Sapete, sembrerà strano, ma mi sono creato una routine quotidiana in questi giorni di reclusione forzata: ogni mattina la prima chiamata, dopo la mamma naturalmente, la faccio a Davide, un amico fraterno, anche lui bivonese ma bresciano di adozione, che vive nella zona rossa, dove ogni giorno purtroppo sentiamo le notizie più brutte. Il nostro ormai è un appuntamento fisso: si parla del più e del meno ma solo per nascondere la paura che abbiamo addosso. Sembra quasi che quello che stiamo passando è ormai la normalità.
Sono in contatto anche con Giuseppe, altro Bivonese impegnato in prima linea negli ospedali. Lui fa l'infermiere e colgo proprio questa occasione per ringraziare sia lui che tutti i Bivonesi (e non) impegnati in prima linea.
Sarà il periodo più assurdo mai vissuto, ma quando sento un amico paesano la risata ci scappa sempre, con l'augurio di vederci il prima possibile a li cannulicchia.
Anche se non sono impegnato in prima linea, credo di aver dato anch'io un contributo alla nostra Bivona, rimanendo al Nord nonostante ero già a casa prima del blocco totale.
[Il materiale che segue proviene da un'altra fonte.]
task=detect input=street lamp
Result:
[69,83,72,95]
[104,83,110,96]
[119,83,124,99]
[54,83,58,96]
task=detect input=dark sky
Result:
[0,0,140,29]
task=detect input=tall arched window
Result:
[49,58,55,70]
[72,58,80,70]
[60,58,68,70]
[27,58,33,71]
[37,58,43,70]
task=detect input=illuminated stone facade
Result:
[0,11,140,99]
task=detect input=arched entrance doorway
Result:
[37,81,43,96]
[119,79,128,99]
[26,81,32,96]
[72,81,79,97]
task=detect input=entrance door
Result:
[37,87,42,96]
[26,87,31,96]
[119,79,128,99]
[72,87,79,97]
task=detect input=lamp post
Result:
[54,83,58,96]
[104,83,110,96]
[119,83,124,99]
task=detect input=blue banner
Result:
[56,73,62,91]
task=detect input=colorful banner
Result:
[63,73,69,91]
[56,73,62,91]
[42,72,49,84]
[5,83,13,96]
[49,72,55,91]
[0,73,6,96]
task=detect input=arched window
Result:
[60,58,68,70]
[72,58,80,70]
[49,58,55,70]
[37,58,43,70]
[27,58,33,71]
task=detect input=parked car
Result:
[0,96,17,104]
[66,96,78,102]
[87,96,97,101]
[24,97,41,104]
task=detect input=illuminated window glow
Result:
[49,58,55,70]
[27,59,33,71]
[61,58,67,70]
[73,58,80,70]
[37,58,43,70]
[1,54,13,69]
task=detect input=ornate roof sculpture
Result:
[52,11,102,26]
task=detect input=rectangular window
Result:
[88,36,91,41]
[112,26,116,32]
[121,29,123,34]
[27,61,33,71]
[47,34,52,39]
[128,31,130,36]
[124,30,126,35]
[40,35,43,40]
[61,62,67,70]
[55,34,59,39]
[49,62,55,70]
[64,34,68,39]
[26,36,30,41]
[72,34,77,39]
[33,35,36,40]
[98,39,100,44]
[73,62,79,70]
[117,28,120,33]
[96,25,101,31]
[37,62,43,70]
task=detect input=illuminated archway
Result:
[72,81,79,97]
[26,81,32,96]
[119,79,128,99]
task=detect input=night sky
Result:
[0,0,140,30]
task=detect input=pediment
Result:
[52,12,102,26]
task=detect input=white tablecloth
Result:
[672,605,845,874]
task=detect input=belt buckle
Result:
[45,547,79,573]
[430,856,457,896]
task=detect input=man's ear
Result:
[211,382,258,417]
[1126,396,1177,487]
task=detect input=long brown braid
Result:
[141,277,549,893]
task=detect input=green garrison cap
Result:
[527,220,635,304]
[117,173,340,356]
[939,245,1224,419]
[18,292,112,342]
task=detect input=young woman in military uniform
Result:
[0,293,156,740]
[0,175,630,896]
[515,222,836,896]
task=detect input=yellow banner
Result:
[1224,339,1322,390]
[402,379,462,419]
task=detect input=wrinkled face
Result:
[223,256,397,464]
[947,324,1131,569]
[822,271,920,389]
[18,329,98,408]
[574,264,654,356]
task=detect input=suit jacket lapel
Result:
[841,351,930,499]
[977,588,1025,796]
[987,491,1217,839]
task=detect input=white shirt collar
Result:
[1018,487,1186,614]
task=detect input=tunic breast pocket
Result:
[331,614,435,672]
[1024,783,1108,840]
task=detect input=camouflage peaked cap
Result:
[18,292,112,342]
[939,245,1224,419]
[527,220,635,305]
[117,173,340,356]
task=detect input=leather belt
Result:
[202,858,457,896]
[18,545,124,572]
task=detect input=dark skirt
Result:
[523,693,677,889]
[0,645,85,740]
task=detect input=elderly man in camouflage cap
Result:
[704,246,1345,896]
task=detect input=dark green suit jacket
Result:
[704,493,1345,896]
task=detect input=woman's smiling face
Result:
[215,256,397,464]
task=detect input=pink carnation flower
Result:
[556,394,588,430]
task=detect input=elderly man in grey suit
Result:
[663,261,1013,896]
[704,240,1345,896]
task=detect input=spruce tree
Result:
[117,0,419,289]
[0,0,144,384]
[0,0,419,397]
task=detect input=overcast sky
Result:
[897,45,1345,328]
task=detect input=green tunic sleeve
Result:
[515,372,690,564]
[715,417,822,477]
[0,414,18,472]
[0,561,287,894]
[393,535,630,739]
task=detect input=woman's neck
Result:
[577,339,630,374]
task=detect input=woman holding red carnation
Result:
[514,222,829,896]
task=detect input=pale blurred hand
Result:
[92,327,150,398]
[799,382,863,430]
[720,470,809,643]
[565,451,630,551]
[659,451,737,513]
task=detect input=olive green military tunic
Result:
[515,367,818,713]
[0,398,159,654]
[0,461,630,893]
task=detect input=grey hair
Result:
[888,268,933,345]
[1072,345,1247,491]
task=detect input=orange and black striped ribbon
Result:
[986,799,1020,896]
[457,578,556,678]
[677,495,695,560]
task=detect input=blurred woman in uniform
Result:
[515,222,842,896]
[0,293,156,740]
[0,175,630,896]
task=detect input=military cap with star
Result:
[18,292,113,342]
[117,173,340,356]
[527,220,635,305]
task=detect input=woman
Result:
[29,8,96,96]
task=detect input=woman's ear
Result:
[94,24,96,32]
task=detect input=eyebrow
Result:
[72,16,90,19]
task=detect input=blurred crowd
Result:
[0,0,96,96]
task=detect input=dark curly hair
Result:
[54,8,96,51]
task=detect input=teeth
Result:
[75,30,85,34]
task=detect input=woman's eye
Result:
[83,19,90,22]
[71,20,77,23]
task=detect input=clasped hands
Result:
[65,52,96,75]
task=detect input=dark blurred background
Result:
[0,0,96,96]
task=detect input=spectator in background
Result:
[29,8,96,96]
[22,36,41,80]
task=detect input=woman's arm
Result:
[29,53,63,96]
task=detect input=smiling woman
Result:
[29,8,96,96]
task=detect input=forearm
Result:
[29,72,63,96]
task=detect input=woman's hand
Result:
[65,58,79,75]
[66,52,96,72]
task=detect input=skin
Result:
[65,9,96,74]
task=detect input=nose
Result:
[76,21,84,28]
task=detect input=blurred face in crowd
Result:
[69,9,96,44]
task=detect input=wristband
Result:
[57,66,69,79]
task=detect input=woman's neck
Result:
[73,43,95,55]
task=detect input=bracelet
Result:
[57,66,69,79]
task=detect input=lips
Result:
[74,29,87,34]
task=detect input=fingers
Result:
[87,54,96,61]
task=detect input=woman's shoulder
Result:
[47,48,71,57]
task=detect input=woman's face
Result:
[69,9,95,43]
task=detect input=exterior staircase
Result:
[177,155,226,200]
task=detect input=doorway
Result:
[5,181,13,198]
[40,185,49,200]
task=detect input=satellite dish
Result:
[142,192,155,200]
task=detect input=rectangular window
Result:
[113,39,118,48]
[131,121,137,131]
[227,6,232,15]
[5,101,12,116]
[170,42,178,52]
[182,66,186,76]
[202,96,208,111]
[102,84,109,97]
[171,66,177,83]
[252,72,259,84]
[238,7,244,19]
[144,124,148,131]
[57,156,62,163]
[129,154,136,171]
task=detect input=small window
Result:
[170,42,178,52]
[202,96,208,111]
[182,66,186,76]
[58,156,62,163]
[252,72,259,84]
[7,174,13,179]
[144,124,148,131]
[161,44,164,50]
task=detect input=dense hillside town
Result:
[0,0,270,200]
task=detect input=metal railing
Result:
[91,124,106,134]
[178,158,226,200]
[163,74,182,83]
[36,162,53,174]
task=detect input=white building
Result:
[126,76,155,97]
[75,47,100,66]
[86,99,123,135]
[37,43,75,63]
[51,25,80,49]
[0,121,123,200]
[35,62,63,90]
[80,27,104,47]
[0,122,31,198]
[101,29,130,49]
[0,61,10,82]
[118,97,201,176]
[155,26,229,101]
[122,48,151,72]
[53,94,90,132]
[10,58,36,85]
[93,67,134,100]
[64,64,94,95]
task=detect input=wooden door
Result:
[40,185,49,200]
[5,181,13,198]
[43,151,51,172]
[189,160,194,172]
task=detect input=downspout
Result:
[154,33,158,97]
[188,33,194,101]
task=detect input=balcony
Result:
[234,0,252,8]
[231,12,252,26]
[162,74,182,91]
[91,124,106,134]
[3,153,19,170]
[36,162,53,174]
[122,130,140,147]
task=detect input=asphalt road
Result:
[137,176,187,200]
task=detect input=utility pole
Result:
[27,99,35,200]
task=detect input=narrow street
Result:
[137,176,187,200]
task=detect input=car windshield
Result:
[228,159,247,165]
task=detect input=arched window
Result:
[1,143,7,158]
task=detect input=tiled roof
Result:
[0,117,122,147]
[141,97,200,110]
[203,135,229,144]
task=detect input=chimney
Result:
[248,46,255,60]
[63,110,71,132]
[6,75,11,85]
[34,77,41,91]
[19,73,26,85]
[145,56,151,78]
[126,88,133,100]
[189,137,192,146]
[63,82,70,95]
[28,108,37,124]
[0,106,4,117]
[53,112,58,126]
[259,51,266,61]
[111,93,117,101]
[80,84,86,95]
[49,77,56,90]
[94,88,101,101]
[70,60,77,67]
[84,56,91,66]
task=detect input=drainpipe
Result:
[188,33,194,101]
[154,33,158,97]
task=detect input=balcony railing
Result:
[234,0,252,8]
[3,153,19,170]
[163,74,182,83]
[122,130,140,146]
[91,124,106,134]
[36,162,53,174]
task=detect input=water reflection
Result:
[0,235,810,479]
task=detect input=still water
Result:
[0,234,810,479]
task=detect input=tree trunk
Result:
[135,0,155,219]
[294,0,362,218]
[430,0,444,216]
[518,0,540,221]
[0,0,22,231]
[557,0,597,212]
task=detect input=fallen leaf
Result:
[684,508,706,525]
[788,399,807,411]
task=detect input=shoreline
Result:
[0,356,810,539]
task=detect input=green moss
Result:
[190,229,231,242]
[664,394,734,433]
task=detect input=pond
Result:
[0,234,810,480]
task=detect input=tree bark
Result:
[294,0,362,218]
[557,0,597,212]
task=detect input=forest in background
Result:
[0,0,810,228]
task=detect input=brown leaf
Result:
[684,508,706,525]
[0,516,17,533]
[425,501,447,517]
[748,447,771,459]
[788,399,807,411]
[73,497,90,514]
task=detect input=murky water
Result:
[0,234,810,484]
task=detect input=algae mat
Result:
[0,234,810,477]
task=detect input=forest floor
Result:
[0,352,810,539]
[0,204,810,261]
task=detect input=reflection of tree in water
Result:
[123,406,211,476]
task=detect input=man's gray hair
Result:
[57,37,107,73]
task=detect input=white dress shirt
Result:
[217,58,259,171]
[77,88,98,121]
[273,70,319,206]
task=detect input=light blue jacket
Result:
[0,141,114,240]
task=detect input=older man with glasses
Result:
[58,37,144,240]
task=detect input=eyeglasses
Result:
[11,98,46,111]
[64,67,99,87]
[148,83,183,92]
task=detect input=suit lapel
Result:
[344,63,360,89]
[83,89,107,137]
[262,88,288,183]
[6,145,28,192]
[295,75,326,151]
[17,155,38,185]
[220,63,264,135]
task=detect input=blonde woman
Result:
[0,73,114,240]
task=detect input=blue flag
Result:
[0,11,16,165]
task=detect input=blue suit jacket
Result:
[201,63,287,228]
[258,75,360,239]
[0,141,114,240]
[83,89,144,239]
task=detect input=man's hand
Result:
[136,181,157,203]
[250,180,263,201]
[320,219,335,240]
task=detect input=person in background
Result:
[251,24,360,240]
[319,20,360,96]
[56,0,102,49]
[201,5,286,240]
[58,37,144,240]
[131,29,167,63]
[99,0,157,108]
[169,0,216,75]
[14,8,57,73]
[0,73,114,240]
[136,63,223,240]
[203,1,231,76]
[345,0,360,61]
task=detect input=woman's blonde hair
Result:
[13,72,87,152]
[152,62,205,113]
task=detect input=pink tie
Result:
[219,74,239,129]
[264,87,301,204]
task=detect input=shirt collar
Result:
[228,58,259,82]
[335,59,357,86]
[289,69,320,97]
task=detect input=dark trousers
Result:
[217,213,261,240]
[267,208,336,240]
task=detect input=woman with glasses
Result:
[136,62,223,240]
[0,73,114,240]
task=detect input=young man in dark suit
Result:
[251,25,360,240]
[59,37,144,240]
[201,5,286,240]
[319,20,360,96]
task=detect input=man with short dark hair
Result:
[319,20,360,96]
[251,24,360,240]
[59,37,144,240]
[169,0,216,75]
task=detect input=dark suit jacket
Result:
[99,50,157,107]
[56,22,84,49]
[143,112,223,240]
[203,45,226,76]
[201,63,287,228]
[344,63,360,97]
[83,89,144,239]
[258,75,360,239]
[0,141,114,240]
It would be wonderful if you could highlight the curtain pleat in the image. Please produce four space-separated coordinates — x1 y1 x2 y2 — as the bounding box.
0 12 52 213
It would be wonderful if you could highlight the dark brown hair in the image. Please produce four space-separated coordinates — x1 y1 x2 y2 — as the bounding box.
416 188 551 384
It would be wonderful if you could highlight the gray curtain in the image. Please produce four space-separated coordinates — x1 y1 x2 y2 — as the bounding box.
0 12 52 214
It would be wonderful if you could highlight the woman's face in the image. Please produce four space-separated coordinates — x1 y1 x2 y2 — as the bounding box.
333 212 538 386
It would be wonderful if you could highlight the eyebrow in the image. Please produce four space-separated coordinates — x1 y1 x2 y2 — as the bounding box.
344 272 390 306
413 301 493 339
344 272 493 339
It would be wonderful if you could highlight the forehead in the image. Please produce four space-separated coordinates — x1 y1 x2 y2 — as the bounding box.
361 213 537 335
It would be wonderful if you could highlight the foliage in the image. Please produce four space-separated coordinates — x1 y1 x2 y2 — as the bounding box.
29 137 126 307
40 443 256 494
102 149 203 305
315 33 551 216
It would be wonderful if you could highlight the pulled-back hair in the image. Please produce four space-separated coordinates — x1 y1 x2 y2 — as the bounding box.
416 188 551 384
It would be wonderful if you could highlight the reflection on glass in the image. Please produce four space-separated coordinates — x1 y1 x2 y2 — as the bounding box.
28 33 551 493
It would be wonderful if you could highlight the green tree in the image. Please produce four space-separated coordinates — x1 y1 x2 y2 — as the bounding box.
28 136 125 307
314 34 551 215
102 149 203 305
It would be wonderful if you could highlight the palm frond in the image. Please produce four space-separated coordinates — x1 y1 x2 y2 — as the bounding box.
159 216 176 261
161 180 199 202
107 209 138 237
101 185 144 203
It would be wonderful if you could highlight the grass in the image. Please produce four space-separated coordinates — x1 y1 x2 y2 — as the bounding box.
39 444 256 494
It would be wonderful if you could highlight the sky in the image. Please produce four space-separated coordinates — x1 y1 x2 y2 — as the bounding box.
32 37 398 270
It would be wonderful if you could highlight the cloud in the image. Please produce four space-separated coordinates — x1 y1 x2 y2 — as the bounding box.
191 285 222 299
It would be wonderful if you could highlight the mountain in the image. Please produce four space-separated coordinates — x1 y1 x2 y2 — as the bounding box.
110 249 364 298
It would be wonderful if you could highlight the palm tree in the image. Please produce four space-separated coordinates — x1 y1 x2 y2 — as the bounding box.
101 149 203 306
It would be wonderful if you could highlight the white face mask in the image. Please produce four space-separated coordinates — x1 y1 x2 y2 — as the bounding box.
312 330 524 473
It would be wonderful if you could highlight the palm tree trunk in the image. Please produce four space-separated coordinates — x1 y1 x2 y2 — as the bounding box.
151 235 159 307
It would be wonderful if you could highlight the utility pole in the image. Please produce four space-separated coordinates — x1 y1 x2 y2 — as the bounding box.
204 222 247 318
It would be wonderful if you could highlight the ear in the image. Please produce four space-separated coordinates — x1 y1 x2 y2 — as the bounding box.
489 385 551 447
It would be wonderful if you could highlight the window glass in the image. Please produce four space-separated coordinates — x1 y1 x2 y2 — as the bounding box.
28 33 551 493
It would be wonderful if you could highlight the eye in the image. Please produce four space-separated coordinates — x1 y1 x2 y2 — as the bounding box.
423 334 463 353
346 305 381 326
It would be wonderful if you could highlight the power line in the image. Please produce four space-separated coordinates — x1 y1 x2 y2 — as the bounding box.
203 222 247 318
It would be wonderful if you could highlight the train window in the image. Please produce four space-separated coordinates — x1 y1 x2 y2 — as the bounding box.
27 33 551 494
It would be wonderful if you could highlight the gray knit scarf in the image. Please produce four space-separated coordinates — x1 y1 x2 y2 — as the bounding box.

Ho deciso di rimanere perché gli ospedali della mia regione non sono pronti a sopportare e supportare un'epidemia di questa entità. Mi sarebbe piaciuto trascorrere questi giorni che sto vivendo solo insieme alla mia famiglia a casa mia, ma purtroppo rimanere era la giusta scelta da fare. E vi assicuro che mi è costato tanto ma dovevo farlo.
Bivona manca sempre, non posso negarlo, e anche se manchi ormai da anni dalla tua terra, qualsiasi occasione è buona per tornare. Il sole che splende ogni mese dell'anno, il cibo e i sapori, l'aria, il mare li ha un altro sapore: Sapore di casa!
Oggi siamo tutti protagonisti di una storia che non vorremmo raccontare ma si sa che dopo la tempesta splende sempre il sole e sicuramente finito tutto torneremo nel nostro paesello, torneremo a gioire, a riempire le nostre piazze, a fare lì mangiati cu l'amici, torneremo a lamentarci di lu casdu, torneremo a fare na scappata n'campagna pi nni manciari un beddro persico cugliuto frisco frisco di lu pedi, torneremo a fari nuttati a la villa assittati nni li scaluna.
Non si sa come ma torneremo. Torneremo diversi, forse migliori, consapevoli che certe esperienze ti cambiano la vita. Ma soprattutto torneremo a casa, a Bivona.